Five Decades of William T. Wiley is a compilation of works in response to What’s It All Mean: William T. Wiley in Retrospect, originated by the Smithsonian American Art Museum in 2009-10.
The world filtered through the eyes of William Wiley is full of puns, jokes, enigmatic texts, warnings of doom, questions, and cartoons. Wiley witnesses our shared cultural condition through his personal vision, creating a unique iconography that is candid, humorous, and intelligent. In this overarching look at his work, the show focuses his long integration of text and image in various materials. Although Wiley’s work evades categorization, his characters (“companions”), combined with his ability to work in many mediums while maintaining his sense of humor are marked Wiley traits.

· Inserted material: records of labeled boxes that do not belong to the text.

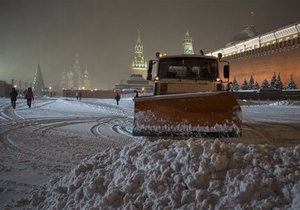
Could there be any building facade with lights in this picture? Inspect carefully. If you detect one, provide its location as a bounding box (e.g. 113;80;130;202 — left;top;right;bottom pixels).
60;54;91;90
207;22;300;88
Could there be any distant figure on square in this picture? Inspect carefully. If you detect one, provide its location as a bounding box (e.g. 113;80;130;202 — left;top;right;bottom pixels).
10;88;18;109
25;87;34;108
78;92;82;100
115;93;121;105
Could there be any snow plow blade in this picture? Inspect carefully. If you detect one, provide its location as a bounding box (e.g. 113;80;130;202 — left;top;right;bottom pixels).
132;91;242;137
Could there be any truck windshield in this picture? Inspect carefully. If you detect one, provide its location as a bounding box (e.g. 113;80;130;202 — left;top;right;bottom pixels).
158;57;218;81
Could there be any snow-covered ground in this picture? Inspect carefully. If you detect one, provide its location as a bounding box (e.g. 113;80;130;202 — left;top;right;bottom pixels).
0;98;300;209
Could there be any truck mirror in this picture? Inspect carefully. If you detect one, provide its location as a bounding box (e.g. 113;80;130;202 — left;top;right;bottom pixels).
223;65;229;79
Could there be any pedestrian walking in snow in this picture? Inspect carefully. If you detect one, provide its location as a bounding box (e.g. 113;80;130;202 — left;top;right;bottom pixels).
10;88;18;109
25;87;34;108
115;93;121;105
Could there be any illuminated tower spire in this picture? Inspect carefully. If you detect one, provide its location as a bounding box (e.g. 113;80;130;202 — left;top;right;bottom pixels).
72;54;82;89
32;64;45;95
182;31;194;54
132;31;147;78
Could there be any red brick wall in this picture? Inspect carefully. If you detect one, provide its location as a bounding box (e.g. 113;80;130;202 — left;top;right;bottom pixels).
225;38;300;88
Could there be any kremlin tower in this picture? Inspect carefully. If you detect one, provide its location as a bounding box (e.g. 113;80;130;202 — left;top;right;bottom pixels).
115;31;153;92
182;31;194;55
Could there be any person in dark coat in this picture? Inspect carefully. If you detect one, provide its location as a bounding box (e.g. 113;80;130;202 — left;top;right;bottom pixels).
115;93;121;105
25;87;34;108
10;88;18;109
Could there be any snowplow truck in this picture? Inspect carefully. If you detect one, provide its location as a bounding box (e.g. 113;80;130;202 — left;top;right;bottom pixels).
132;53;242;137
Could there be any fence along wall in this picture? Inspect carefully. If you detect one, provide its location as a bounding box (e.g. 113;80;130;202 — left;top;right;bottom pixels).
207;23;300;88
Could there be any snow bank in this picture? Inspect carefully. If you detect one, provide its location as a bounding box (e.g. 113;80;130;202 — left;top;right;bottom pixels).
30;139;300;209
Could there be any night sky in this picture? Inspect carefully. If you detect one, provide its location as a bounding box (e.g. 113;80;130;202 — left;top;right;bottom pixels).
0;0;300;89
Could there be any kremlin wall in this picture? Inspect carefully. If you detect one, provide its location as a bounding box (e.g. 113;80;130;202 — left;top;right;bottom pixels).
207;23;300;88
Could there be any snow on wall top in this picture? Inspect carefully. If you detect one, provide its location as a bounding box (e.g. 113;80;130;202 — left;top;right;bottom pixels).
29;139;300;209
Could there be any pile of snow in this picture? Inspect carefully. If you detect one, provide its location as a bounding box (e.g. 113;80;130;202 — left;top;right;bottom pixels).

Spanning several decades, Wiley’s body of work explores the zeitgeist of times past and present while operating critically on multiple levels. Columbus Rerouted, 1961 records Wiley’s personal experience of having to change his route to school as a student at the San Francisco Art Institute. The piece also begs the question of what would have happened if Christopher Columbus had detoured back in 1491. Mickey and Walt at the Vault, 2000 references the allegation that Walt Disney had his body cryogenically frozen, but also seems to allude that creativity can be a form of immortality.
A prismatic look back at Wiley’s work over the past fifty years is a look back at the world over this period. While faceted with Wiley’s idiosyncratic responses and personal jokes, it is a starkly honest, uniquely sincere portrayal of the global and moral climate.